The noble Lord, Lord Addison, in his speech on the Second Reading, also raised the question that he thought that the functions of the Minister of Supply should be extended to cover a very wide volume of materials, such as ferrous and non-ferrous metals, and other supplies which are required by all producing Departments and by all the major industries. He added that common user should be extended to such things as scientific instruments. Power is being taken by Clause 2 of the Bill to accumulate stocks of material as necessary both for the purpose of manufacturing supplies for the Services and for the maintenance of civil industry in emergency. There is no doubt that immediate consideration will be given to the question of accumulating supplies, both of ferrous and non-ferrous metals and of other materials that may be needed. Already there have been purchases of reserves on a substantial scale, and control in these matters will be at once concentrated in the Ministry of Supply. As regards common user articles, it is the intention immediately on the formation of the Ministry to survey the whole field of common user articles in detail, and full consideration will be given to the question of transferring to the Ministry the supply duties concerning other common user articles.

The noble Lord, Lord Mancroft, in Committee asked from what body or bodies arbitrators are to be chosen. I informed my noble friend that I would confirm at a later stage the correctness of the reply which I then gave him as to the composition of the panel. It is the intention that the panel of arbitrators, as I then said, should be drawn from a very wide field, and that it should include representatives of industry and other persons who would be appropriate. The suggestion that was originally made by some members of the other House was that the panel should be drawn from nominees of the President of the Law Society, the President of the Institute of Civil Engineers and the President of the Institute of Chartered Accountants, and it was because that field was not considered sufficiently wide that an undertaking was given that the Minister would select arbitrators from the widest possible field, including lawyers, civil engineers, surveyors, accountants, representatives of other professional bodies, and, above all, representatives of industry. That, I think the noble Lord will remember, bears out what I said more briefly on the previous occasion.


I am much obliged to the noble and gallant Lord.


The noble Lord, Lord Strabolgi, asked why both the Chairman and the Deputy Chairman are to be lawyers. I think he thought that if he or I were Minister of Supply we should probably designate admirals rather than lawyers for that duty! I might explain that this question arose really, as I think I said at the time, from an idea in another place that the Chairman might be nominated or selected by the panel, and this suggestion was discussed to some considerable extent. Considerable pressure was applied from some quarters for the Chairman to be nominated by the Minister, and pressure was applied by the representatives of the industry for an independent choice.

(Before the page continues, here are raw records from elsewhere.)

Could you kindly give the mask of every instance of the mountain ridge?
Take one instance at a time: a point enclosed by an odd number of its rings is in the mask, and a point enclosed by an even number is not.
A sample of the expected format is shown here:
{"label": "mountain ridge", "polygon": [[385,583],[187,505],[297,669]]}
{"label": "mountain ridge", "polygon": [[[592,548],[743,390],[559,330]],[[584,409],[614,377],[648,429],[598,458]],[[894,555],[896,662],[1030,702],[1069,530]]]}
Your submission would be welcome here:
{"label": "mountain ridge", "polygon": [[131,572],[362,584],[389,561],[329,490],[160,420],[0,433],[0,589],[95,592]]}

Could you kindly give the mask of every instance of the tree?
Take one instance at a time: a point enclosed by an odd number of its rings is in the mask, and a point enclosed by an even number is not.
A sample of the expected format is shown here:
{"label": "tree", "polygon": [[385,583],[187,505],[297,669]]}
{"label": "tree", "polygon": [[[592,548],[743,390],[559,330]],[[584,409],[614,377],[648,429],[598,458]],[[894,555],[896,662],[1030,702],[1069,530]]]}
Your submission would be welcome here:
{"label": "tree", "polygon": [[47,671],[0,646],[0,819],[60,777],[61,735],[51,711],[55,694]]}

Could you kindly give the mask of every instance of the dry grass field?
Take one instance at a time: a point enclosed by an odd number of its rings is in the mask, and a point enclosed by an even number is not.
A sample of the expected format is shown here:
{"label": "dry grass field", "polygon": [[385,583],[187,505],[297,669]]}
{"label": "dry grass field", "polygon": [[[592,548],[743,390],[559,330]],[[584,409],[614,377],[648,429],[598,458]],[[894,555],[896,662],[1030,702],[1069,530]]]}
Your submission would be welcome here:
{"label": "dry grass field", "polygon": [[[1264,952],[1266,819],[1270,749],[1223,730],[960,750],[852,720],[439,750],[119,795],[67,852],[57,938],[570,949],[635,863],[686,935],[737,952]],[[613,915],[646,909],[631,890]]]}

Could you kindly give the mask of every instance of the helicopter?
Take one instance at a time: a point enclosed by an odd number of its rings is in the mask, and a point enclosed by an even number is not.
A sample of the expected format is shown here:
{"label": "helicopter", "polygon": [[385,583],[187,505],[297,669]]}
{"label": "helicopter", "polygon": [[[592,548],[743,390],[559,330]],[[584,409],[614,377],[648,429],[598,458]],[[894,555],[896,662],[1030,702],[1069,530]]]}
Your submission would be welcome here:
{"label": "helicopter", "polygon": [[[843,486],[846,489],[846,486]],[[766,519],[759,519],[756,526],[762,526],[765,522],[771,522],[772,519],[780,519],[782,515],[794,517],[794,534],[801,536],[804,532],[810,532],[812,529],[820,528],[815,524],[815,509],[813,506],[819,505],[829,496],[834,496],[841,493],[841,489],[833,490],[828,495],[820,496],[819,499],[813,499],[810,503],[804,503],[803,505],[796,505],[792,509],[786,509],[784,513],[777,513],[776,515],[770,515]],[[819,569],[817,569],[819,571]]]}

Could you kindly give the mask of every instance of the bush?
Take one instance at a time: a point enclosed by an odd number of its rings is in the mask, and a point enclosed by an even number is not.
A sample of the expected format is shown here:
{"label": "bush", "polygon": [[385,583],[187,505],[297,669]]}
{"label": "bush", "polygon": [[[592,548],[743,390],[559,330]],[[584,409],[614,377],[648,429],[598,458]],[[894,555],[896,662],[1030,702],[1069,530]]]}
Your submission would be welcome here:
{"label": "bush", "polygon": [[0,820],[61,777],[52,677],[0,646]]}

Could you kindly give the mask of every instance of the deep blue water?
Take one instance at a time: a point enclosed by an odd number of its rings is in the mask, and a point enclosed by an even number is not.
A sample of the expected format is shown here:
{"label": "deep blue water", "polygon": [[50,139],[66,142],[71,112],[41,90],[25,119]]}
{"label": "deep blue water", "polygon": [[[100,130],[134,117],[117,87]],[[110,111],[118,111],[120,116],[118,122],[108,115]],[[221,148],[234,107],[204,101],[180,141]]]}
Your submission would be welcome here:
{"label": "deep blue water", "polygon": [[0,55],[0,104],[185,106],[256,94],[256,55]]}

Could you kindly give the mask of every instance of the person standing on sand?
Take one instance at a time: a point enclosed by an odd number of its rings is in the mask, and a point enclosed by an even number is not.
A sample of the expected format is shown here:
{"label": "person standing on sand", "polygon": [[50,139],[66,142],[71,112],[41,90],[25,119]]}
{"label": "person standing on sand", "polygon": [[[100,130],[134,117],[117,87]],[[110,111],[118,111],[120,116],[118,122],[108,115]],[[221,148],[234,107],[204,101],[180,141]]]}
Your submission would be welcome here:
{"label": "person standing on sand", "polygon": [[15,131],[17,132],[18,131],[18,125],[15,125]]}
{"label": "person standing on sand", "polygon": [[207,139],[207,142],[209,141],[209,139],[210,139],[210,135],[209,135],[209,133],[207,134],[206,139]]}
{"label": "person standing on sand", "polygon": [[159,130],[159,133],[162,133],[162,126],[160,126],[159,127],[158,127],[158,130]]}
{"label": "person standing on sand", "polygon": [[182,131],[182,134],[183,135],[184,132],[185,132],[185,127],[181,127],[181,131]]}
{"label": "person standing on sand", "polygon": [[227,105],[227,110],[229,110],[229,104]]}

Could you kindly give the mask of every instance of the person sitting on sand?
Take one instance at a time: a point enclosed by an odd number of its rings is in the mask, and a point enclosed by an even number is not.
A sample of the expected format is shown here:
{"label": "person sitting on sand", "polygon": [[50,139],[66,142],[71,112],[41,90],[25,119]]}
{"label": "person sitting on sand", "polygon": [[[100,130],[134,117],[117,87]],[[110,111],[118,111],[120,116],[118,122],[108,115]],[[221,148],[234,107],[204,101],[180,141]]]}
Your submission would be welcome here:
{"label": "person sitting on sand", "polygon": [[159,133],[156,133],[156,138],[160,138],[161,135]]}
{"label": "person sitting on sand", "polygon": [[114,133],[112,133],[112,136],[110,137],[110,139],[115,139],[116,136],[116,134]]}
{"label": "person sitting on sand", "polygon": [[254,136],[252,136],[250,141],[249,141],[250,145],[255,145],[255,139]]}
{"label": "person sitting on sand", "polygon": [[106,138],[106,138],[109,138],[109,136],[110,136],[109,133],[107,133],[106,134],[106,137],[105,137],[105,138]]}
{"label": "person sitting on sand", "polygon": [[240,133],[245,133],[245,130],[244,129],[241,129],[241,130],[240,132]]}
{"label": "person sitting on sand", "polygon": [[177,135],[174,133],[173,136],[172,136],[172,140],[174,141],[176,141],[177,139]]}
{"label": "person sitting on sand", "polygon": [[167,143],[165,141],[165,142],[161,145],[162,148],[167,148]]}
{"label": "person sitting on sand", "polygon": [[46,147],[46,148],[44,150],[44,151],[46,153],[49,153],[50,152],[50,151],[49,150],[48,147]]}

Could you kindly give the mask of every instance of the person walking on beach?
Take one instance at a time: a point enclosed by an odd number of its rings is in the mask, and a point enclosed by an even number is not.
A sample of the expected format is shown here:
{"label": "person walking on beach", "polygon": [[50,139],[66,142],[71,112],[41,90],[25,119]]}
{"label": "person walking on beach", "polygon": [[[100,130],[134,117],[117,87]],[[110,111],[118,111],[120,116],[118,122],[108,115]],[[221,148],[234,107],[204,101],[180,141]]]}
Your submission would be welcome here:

A compromise was made on the appointment by the Minister of a Chairman and Deputy Chairman who should be competent to form a completely unbiased judgment as to the suitability of arbitrators selected from the panel. It was felt that this object would be best achieved by the Minister appointing as Chairman and Deputy Chairman, persons of legal and impartial experience, able to prevent the miscarriage of justice by seeing that the right member is selected to do the right thing. I am there quoting from the OFFICIAL REPORT of another place. The noble Lord, Lord Askwith, asked that the members of the panel should not be appointed for more than a certain number of years, and I promised sympathetically to consider with my right honourable friend the Minister of Supply Designate whether that could be arranged. It has been arranged, and my right honourable friend and I are prepared to agree that members of the panel should be appointed for a limited period, for a certain number of years; and steps will be taken administratively to effect this.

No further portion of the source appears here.